Para ser Zelador(a), além do tempo e do conhecimento mínimo necessário, há de se ter também equilíbrio emocional e, sobretudo, maturidade... Lidar com a psiquê humana não é tarefa fácil e todo Zelador é muito mais do que um orientador espiritual, ele se torna um membro da família do iniciado, uma espécie de irmão mais velho, o melhor amigo, um confidente e um orientador pessoal... Ser ético, saber guardar segredo e ter equilíbrio na hora de orientar um filho é o que se espera de um Zelador... Sair pelo barracão contando a vida pessoal dos filhos ou usando de informações privilegiadas para chantageá-los ou manipula-los não é postura de um Zelador e aqueles que adotam este comportamento não honram seu posto e não merecem sentar na cadeira que sentam...

03/08/2017

Sobre a Roça de Candomblé

I. Quando saímos de nossa casa e vamos para a roça (barracão) precisamos ter em mente que apesar de ser nosso lar espiritual onde nosso òrìsà mora, não é lugar para deixar coisas jogadas pelo chão ou pelos cantos. Ambiente limpo é sinal de prosperidade!

II. É de bom tom levar seu material de higiene, inclusive papel higiênico. A roça não tem obrigação de ficar fornecendo as coisas. Contribua, participe, seja ativo.

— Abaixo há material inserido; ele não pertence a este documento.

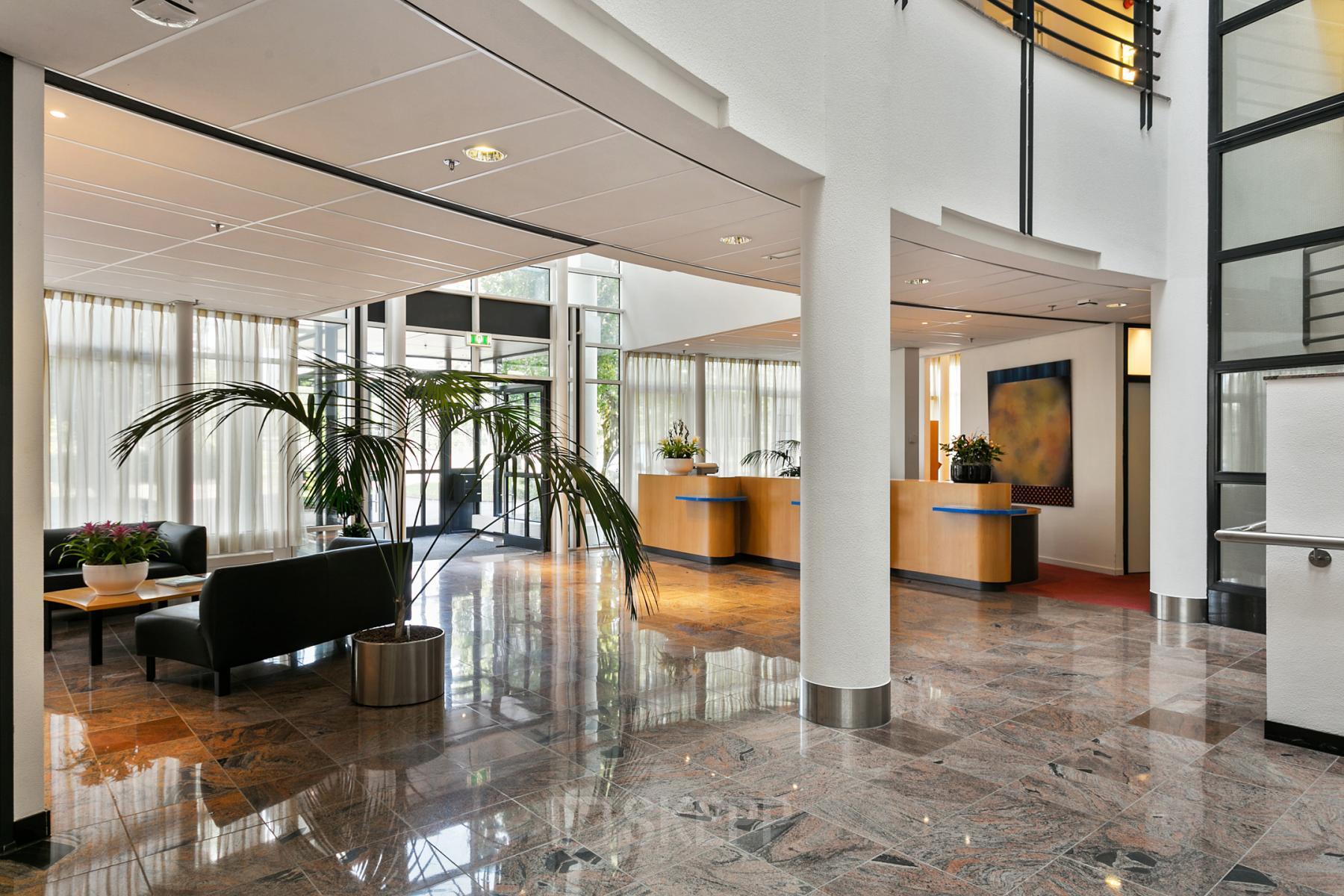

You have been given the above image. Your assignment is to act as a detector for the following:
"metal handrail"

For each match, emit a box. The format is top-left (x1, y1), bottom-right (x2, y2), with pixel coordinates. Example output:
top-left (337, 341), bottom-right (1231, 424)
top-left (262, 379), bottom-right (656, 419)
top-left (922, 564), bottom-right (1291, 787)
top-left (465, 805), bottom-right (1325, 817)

III. Banheiro esta sujo? Lixo cheio? Seu irmão não fez? Faça você! Não cai a mão! Ao ver um irmão sujando ou emporcalhando o ambiente, educadamente chame ele a razão, não precisa brigar nem discutir, mas se o dialogo não se estabelecer, comunique seu zelador.

IV. Fofoca, cara feia, mal humor... Isso vai existir em TODAS AS CASAS, porque são pessoas de educação e famílias diferentes tentando congregar. O que muda é o pulso do zelador e o caráter do mesmo. Se o mesmo não da margem para que a picuinha renda, a convivência se torna muito mais agradável.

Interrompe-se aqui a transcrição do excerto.